If you do not know the startup time of an application the first time you deploy the application, we recommend that you set the Latency parameter to a longer period, such as 5 minutes. After the application is started, you can change the latency based on the approximate startup time that is recorded in business logs. However, a long latency may extend the release time.
TCP and HTTP check methods
You must specify different check methods for the readiness configuration and liveness configuration of an application. If you specify the same check method for the readiness configuration and liveness configuration, some risks may occur. The liveness probe and readiness probe have different functions. In some cases, an application is unavailable due to traffic congestion. You need to only remove the traffic from the current instance without the need to restart the container. After the current request is processed, the instance can reload traffic and receive requests. If the container is restarted, the following issues may occur:
The existing requests cannot be processed.
Traffic may not be loaded for a longer period of time, or an avalanche may occur due to the restart of the current instance.
The Spring Boot framework provides a built-in health check feature for Java applications. You can use the feature to check the connection and heartbeat of multiple components, such as Redis and Nacos, and determine whether the application needs to be restarted. Specific exceptions such as network jitters and the unavailability of related component services cannot be used as the basis to determine whether the current application needs to be restarted.
To prevent unexpected instance restarts due to downstream network jitters, you must be familiar with the Liveness and Readiness parameters and select different check methods for the probes. If you cannot call an API operation to check the status of an application, select the TCP check method for a liveness probe and the HTTP check method for a readiness probe. The restart operation requires caution. The TCP check method that supports high fault tolerance is suitable for a liveness probe. You can use the HTTP check method to monitor the status of an application. This method is suitable for a readiness probe.
For example, a port can be established over TCP, but may not return the expected status code 200 to an HTTP request.
Failure threshold and success threshold
A liveness probe needs to perform only the restart action if the health check fails. The Success Threshold parameter is set to 1 and the value cannot be changed. A threshold that is greater than 1 is meaningless because no other explicit actions can be performed. The default failure threshold is 3. If three consecutive container check failures occur, the container fails the liveness health check and the container is restarted.

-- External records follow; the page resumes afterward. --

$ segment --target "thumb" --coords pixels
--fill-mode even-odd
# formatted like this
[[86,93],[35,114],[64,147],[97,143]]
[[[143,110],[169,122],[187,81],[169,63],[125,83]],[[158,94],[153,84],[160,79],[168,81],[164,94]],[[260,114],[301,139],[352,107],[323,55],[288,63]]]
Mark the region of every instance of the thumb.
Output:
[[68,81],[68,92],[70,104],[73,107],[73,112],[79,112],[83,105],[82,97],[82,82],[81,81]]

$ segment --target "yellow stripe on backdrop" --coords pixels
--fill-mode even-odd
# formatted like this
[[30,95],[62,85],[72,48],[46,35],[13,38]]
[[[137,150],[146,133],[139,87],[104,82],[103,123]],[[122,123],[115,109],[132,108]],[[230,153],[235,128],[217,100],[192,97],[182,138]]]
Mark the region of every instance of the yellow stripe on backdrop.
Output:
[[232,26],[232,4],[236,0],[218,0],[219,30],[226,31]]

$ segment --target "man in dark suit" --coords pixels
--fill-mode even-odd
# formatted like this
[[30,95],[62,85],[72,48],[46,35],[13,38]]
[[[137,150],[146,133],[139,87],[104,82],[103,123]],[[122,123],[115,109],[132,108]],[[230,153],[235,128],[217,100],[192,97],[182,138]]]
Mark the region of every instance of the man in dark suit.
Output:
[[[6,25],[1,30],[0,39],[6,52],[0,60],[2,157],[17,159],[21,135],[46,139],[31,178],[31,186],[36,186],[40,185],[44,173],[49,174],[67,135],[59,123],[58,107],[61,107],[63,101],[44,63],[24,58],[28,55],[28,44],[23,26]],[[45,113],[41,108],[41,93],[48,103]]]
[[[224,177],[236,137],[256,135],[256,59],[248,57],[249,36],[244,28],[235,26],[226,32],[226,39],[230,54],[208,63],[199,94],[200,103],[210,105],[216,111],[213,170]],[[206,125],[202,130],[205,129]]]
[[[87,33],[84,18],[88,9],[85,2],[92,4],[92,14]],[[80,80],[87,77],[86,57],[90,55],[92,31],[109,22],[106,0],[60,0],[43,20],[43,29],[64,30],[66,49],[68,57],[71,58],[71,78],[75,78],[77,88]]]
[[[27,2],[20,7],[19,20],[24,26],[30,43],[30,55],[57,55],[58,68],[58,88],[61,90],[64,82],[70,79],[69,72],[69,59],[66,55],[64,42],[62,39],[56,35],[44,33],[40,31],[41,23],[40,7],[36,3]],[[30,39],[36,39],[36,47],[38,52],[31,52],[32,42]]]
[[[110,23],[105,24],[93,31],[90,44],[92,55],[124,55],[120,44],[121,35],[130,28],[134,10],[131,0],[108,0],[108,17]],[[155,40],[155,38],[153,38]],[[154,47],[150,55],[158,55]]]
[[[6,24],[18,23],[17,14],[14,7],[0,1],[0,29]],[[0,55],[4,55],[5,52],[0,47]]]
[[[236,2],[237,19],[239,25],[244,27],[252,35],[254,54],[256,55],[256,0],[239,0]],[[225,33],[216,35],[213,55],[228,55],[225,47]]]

A readiness probe performs the following types of actions: receive traffic if the health check is successful and remove traffic if the health check fails. To ensure the availability of applications, we recommend that you set the success threshold and the failure threshold to 1. If a container fails the health check, traffic is removed from the container. This helps prevent traffic loss at the earliest opportunity. If a container passes the health check (the application is considered ready to receive traffic), traffic is redirected to the container. Fast traffic switches may increase the average network load of the remaining instances. We recommend that you configure a metric-based auto scaling policy.
In this example, the traffic is the inbound traffic that is generated when an SAE application that is associated with a Server Load Balancer (SLB) instance is accessed, which is different from the traffic that is generated when internal calls are performed in microservices applications.